Un reportaje de Nerea Mazkiaran - Martes, 13 de Febrero de 2018 - Actualizado a las 06:01h.

Al caer la noche zamarraundiak y zamartxikiak, junto con neskak y muchos más personajes ligados a un pasado rural, se hicieron con las calles de Olazti este pasado sábado. Además, les acompañaron Anhauzeko Basaldunak, asombrosos seres del carnaval de esta pequeña localidad de Baja Navarra que aportaron nuevos y vistosos elementos a un espectáculo de música y fuego lleno de simbolismo. Precisamente, en su hoz de fuego llegó Mari Arroka desde Urbasa par unirse a esta fiesta transgresora.

Si bien encabezaban la comitiva las autoridades locales, Zamarraundi era el gran protagonista de este carnaval recuperado hace 26 años, un fiero personaje que cubría su rostro con un cesto y un ipuruko o frontil, tal y como recordaban los mayores de Olazti. Por delante y por detrás llevaban sendos narrus o pieles de oveja de los que asomaba una falda. En su atuendo no faltaban los cencerros, que ahuyentan a los malos espíritus, al tiempo que llaman a la naturaleza a despertar del invierno. También había zamartxikiak, con un solo narru y la cara pintada de negro. El contrapunto femenino era la neska, ataviada con una colcha y el rostro oculto con un trapo blanco y un cestillo de velas de misa al revés, con cintas de colores, como sombrero. Zamarroak y neskak lanzaban tierra a todas aquellas personas que se cruzaban en su camino. Antes era estiércol, que los zamarros escondían en las manos para untarles las caras a las chicas.

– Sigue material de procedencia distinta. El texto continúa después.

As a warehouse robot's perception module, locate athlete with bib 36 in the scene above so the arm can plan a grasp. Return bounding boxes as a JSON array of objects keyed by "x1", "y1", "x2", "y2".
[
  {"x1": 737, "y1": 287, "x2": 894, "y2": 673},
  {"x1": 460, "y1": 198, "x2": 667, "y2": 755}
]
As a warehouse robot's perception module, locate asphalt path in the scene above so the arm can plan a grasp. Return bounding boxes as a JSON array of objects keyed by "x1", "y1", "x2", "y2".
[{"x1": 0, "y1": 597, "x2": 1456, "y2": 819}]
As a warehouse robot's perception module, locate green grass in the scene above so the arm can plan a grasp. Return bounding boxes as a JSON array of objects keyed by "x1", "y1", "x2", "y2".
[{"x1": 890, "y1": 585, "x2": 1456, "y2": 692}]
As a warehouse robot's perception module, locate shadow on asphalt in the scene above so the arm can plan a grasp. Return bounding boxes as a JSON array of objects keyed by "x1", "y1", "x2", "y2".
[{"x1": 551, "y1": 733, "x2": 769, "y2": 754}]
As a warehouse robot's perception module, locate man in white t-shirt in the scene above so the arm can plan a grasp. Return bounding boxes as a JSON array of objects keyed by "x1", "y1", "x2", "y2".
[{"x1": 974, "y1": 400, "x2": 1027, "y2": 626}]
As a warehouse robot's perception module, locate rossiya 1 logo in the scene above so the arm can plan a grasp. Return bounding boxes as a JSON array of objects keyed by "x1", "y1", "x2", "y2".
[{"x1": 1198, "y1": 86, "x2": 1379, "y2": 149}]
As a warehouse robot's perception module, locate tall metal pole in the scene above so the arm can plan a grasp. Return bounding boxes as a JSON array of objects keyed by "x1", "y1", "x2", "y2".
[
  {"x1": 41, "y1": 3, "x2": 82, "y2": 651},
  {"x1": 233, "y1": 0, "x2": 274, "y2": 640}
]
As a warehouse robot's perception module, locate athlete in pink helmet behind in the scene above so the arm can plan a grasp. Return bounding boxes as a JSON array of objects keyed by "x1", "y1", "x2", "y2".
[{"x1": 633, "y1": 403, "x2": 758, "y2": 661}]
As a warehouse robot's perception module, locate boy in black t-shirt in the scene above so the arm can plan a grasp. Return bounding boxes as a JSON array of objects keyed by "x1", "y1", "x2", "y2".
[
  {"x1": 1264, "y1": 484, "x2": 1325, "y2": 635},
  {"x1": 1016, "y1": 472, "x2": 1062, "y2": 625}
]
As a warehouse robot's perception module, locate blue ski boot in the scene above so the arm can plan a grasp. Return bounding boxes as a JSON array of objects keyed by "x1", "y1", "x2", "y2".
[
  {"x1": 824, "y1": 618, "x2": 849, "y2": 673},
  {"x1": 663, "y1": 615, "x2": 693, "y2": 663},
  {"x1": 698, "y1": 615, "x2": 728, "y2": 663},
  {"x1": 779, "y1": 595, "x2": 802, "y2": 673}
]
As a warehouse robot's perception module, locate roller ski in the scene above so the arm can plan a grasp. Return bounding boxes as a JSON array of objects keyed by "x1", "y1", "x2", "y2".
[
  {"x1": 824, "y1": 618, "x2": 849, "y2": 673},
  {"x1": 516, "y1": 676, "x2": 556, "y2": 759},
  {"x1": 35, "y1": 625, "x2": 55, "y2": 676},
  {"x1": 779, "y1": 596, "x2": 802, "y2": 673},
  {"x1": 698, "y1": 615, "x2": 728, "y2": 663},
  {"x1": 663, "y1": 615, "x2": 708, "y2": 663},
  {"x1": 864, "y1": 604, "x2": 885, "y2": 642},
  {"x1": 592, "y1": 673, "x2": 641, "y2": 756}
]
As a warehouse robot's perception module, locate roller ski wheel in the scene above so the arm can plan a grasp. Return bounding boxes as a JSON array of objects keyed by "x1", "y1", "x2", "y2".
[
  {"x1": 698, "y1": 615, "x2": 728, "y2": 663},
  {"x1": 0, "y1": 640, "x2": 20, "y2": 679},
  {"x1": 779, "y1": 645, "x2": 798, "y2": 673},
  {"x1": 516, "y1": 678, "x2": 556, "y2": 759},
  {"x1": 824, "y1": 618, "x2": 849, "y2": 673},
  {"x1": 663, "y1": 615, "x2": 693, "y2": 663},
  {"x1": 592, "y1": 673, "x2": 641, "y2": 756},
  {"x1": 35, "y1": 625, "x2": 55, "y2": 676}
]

La animada kalejira tuvo dos paradas. La primera fue en la ermita de San Sebastián y la segunda en la plaza de San Miguel, donde se bailó el zortziko de la localidad, encabezado por los quintos.

Los carnavales de Olazti se dejaron de celebrar en 1937. Entonces eran tres días. Comenzaban el jueves de Lardero, día en el que cabreros, vaqueros y guardas del bosque salían a recoger el cereal que debían entregar las familias al Ayuntamiento para pagarles a ellos y al médico. Acompañado de un ttunttunero, en las casas les obsequiaban con alimentos que luego comían todos juntos. Continuaban el domingo, Domeka zamar txiki, y finalizaban el martes, Zamar haundi eguna.

Víspera del miércoles de ceniza, hoy continúan las celebraciones con merendola y baile a la tarde y por la noche quema de la sardina y torrijas. Ya durante la Cuaresma, el carnaval de Olazti finalizará el sábado con la cara urbana de esta fiesta con un concurso de disfraces y desfile de carrozas al mediodía.